Она пыталась. Я тоже. Она показывала это кончиками пальцев, словами, нежным нажимом, вздохами и всхлипами. Я старался. Но язык – не палец. Моя бородка сводила ее с ума, но совсем не в том смысле, в котором ей хотелось. И когда я однажды услышал, как она по телефону назвала меня человеком-биде… что ж, пожалуй, лучше ограничиться тем, что у меня точно получается лучше.
Кто-нибудь из нас знает, что мы делаем? Хоть кто-нибудь из мужчин? Я спрашивал друзей – все сначала хохочут и уверяют, что потом им приходится отскребать своих женщин с потолка. Тогда я беру им пиво, слежу, подливаю до краев и через несколько часов получаю более правдивую историю – все мы понятия не имеем. Все до единого.

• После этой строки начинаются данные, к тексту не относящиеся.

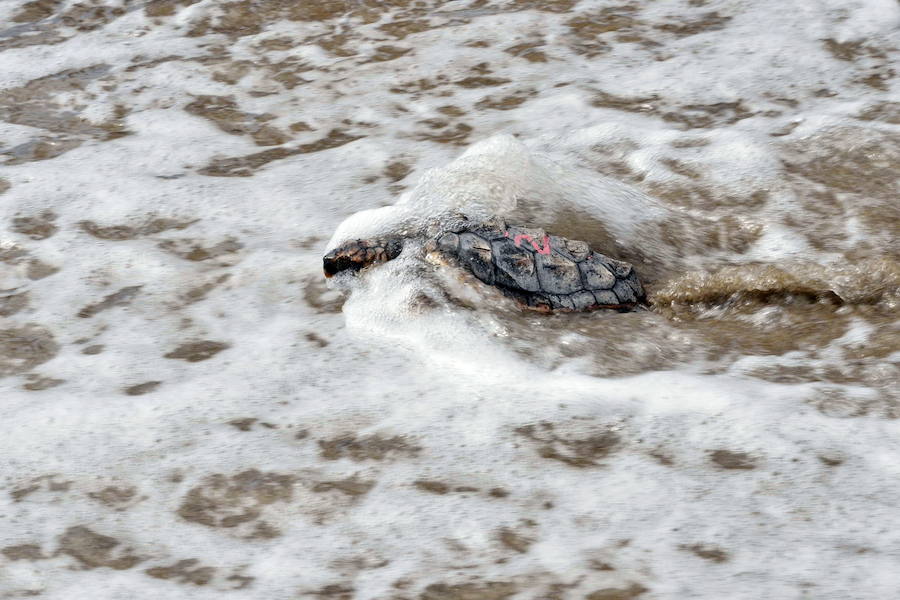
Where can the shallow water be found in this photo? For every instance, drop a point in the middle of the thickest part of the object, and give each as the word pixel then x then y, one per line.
pixel 190 411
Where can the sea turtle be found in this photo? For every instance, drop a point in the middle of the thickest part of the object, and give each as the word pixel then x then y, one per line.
pixel 541 272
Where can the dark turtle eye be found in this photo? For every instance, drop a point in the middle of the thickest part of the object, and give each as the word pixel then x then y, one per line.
pixel 359 254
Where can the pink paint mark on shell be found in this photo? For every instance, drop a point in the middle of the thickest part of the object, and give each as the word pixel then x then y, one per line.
pixel 525 236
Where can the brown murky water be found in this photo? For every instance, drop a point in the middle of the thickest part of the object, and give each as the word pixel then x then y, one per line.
pixel 187 410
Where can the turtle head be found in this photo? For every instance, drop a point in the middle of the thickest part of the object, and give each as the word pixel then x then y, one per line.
pixel 358 254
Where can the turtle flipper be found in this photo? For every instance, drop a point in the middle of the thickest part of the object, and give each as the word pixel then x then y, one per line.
pixel 358 254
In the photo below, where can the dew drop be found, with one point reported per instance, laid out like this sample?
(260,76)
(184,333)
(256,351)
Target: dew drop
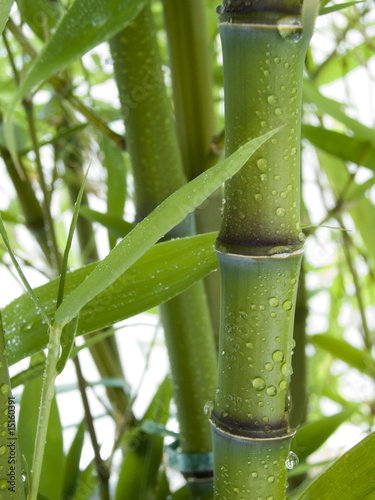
(273,302)
(291,461)
(271,391)
(4,389)
(278,356)
(208,408)
(262,164)
(272,99)
(287,305)
(286,369)
(259,384)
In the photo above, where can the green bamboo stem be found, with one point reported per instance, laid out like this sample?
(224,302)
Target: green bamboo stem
(11,484)
(158,172)
(195,119)
(259,247)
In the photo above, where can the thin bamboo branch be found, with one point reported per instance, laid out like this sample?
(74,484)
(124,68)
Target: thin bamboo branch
(63,90)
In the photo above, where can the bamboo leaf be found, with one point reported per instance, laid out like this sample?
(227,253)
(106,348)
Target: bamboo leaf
(87,483)
(116,226)
(344,351)
(162,273)
(359,151)
(335,109)
(144,453)
(312,435)
(86,24)
(352,476)
(167,215)
(4,13)
(52,471)
(72,471)
(337,7)
(343,64)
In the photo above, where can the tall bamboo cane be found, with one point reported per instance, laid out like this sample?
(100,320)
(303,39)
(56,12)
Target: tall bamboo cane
(158,171)
(259,246)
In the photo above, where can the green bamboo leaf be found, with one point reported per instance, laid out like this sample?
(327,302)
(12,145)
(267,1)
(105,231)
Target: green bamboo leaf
(144,452)
(10,466)
(356,150)
(4,13)
(343,64)
(166,216)
(312,435)
(163,272)
(363,211)
(53,462)
(352,476)
(335,109)
(337,7)
(40,14)
(117,226)
(344,351)
(87,483)
(86,24)
(116,182)
(72,472)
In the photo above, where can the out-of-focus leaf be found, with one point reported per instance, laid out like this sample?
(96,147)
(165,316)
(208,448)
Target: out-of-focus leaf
(343,64)
(85,25)
(53,461)
(4,13)
(351,477)
(117,226)
(312,435)
(347,148)
(165,217)
(344,351)
(144,452)
(40,15)
(335,109)
(116,182)
(339,6)
(87,483)
(162,273)
(363,211)
(72,472)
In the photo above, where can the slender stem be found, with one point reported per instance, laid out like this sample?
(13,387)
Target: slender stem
(48,392)
(103,473)
(158,172)
(63,90)
(195,119)
(28,105)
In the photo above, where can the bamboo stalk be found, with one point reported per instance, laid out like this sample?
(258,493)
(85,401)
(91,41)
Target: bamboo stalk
(158,172)
(195,118)
(259,247)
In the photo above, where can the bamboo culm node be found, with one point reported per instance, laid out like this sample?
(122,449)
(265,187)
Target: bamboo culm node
(259,248)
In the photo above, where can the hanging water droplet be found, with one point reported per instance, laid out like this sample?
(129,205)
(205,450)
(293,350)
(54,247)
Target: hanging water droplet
(208,408)
(259,384)
(271,391)
(290,28)
(278,356)
(287,305)
(262,164)
(272,99)
(291,461)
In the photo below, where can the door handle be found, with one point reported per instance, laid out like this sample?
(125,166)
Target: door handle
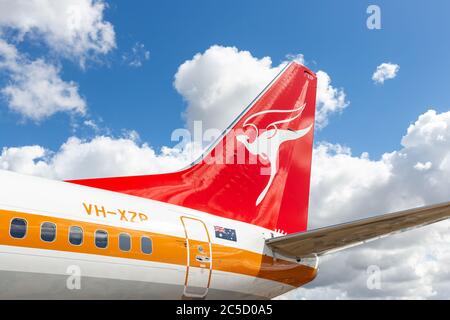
(202,259)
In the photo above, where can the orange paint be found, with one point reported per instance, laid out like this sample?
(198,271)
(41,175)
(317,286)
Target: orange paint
(166,249)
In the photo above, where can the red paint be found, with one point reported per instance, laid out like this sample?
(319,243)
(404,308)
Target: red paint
(231,190)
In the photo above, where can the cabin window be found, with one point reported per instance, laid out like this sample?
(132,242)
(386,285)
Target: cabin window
(124,242)
(48,231)
(18,228)
(101,239)
(76,236)
(146,245)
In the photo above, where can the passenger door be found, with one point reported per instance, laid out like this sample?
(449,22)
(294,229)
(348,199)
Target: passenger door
(199,258)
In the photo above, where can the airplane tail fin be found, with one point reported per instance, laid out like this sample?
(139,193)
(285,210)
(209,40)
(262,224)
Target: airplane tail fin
(257,172)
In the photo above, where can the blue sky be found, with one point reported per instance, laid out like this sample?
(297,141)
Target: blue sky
(68,56)
(331,35)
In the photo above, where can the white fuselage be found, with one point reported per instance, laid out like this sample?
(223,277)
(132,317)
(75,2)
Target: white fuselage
(187,260)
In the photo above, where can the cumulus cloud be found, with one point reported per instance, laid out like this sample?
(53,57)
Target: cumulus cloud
(346,187)
(101,156)
(136,57)
(330,100)
(74,28)
(385,71)
(220,82)
(35,89)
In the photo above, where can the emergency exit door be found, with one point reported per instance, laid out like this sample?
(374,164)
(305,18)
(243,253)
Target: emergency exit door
(199,258)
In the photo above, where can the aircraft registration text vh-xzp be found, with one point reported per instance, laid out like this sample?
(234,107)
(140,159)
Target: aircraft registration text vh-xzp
(214,230)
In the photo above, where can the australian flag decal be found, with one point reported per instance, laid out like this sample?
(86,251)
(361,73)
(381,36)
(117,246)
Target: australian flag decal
(225,233)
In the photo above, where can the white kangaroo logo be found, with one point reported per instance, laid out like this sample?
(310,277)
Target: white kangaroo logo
(267,144)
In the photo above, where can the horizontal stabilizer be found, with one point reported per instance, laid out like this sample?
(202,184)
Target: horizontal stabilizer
(334,238)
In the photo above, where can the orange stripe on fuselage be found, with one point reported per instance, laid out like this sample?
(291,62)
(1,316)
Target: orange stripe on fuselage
(166,249)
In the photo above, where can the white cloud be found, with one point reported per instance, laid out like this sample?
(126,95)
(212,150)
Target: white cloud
(385,71)
(136,57)
(329,99)
(345,187)
(35,89)
(220,82)
(101,156)
(74,28)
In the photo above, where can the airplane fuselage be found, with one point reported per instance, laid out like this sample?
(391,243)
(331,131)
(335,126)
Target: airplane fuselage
(61,240)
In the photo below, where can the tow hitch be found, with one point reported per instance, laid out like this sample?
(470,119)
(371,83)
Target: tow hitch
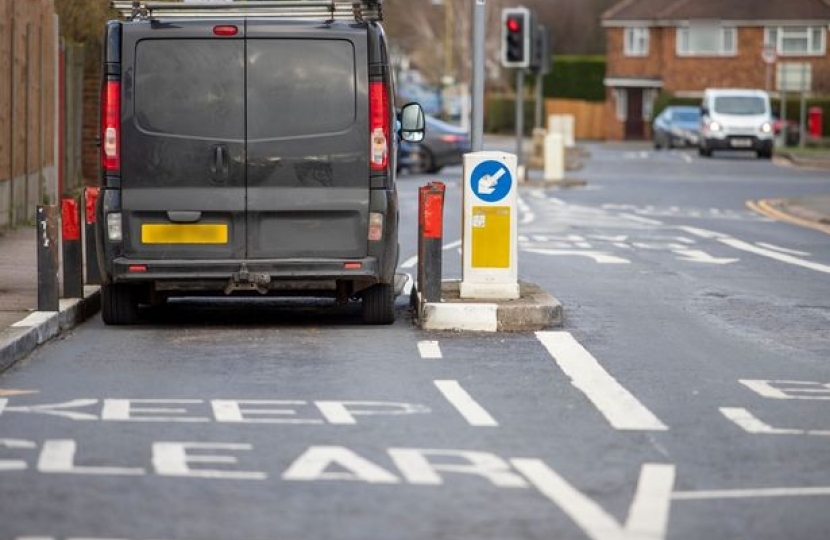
(248,281)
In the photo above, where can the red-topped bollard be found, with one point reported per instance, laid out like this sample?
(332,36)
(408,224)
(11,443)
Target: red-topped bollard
(430,240)
(93,272)
(73,274)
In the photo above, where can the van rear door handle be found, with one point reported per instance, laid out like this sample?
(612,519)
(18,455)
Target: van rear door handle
(220,166)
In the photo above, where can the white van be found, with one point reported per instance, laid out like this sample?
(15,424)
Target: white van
(736,119)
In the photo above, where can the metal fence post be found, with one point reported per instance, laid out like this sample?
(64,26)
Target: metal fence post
(47,258)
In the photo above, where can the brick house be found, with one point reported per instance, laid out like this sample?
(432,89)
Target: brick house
(686,46)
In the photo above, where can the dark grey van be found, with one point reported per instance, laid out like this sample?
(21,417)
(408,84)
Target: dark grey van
(249,148)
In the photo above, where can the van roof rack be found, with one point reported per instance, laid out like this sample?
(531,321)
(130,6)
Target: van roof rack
(352,10)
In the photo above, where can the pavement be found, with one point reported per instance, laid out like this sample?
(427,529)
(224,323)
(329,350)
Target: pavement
(23,328)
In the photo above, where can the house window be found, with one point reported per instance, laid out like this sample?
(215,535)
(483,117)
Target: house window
(649,97)
(797,40)
(621,96)
(636,42)
(707,40)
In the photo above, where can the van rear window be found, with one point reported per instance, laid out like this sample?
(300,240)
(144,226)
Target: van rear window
(191,87)
(743,105)
(300,87)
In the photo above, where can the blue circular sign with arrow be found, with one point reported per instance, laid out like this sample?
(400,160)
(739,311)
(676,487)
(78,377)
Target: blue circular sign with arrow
(491,181)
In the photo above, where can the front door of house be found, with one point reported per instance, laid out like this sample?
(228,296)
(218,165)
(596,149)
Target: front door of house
(634,125)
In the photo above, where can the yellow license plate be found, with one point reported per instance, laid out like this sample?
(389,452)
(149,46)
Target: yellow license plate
(190,233)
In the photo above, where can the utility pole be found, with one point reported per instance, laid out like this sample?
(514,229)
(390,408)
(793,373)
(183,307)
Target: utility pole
(477,125)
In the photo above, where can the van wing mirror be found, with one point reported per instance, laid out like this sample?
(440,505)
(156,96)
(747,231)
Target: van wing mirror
(413,123)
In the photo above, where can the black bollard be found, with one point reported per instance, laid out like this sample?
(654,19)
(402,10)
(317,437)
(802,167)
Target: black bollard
(73,270)
(48,289)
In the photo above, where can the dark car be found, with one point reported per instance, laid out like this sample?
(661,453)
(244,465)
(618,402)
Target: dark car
(249,150)
(677,126)
(443,145)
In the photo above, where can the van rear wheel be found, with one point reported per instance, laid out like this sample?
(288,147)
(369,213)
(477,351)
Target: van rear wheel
(379,304)
(119,304)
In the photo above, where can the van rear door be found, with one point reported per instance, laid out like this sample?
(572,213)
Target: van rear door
(307,140)
(183,135)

«Она говорит, что кончает, – печально говорит Эрик. – Но не знаю, старик…»
«Это же не очевидно, – подтверждает Джордж. – Так и откуда нам знать?»
Действительно, откуда? Мы мужчины. Нам нужна надежность, нужны твердые (или даже жидкие) доказательства, нам нужны диаграммы и пошаговые инструкции, нам нужно раскрыть тайну.
И когда я закрываю глаза, все еще вижу ее, как в тот первый раз, плотно свернутую, как крылья крошечной птички, розовую ракушку, вкусом напоминающую океанскую воду, полную крошечных жизней, того, чего я никогда не увижу, не говоря уже о том, чтобы понять. Я бы хотел. Жаль, не вышло.
– Ладно, Жак-Ив Кусто, – пробормотала я, с трудом поднимаясь на ноги.
Закрывая глаза, он все еще видит меня, написал Брюс. Ну и что это значит? И когда он это написал? А если он все еще по мне скучает, то почему не звонит? Может, думала я, есть надежда? Может, я сама позвоню ему позже. Может, у наших отношений есть шанс.
Лифт поднял меня на двадцатый этаж в представительский номер, где на диванах сидело и курило энное количество бледной, как личинки, молодежи в различных вариациях черных брюк, черных боди и черных же ботинок.
– Кэнни Шапиро, «Филадельфия Икзэминер», – представилась я той, что сидела под картонной фигурой Макси Райдер в полный рост в военной форме, с пулеметом «узи» наперевес.
Девушка-личинка томно пролистала несколько страниц, заполненных именами.
– Не вижу вас в списке, – произнесла она.
Прекрасно.
– Роберто здесь?
– Вышел на минутку, – небрежно махнула девушка в сторону двери.
– Сказал, когда вернется?
Она пожала плечами, видимо, исчерпав словарный запас.
Я вгляделась в бумаги, пытаясь прочесть вверх ногами. Там было мое имя: Кэндис Шапиро. Его перечеркивала жирная черная линия. «ЭНБ» – гласила пометка на полях.
И в комнату ворвался Роберто.
– Кэнни, что ты тут делаешь?
– Это ты мне скажи, – ответила я, пытаясь выдавить улыбку. – Насколько я знаю, беру интервью у Макси Райдер.
– О боже, – всполошился Роберто. – Тебе никто не звонил?
– По поводу?
– Макси решила… кхм… сильно сократить количество печатных интервью. Она оставила только «Таймс» и «Ю-эс-эй тудэй».
– Ну, мне никто не сказал. – Я пожала плечами. – Я здесь. Бетси ждет статью.
– Кэнни, прости, пожалуйста…
«Не извиняйся, идиот, – думала я. – Сделай что-нибудь».
– …но я ничего не могу сделать.
Я одарила его лучшей улыбкой. Самой очаровательной из моего арсенала, которую, как я надеялась, моя манера а-ля «я-работаю-на-крутую-важную-газету» только подчеркивал.
– Роберто, – пропела я, – у нас запланирован разговор. Мы оставили место, рассчитываем на статью. Никто мне не позвонил… я притащилась сюда в субботу, а это мой выходной…
Роберто начал заламывать руки.
– …и я была бы очень, очень признательна, если бы нам удалось провести с ней хотя бы пятнадцать минут.
Теперь Роберто заламывал руки, и кусал губу, и переминался с ноги на ногу. А это все плохие знаки.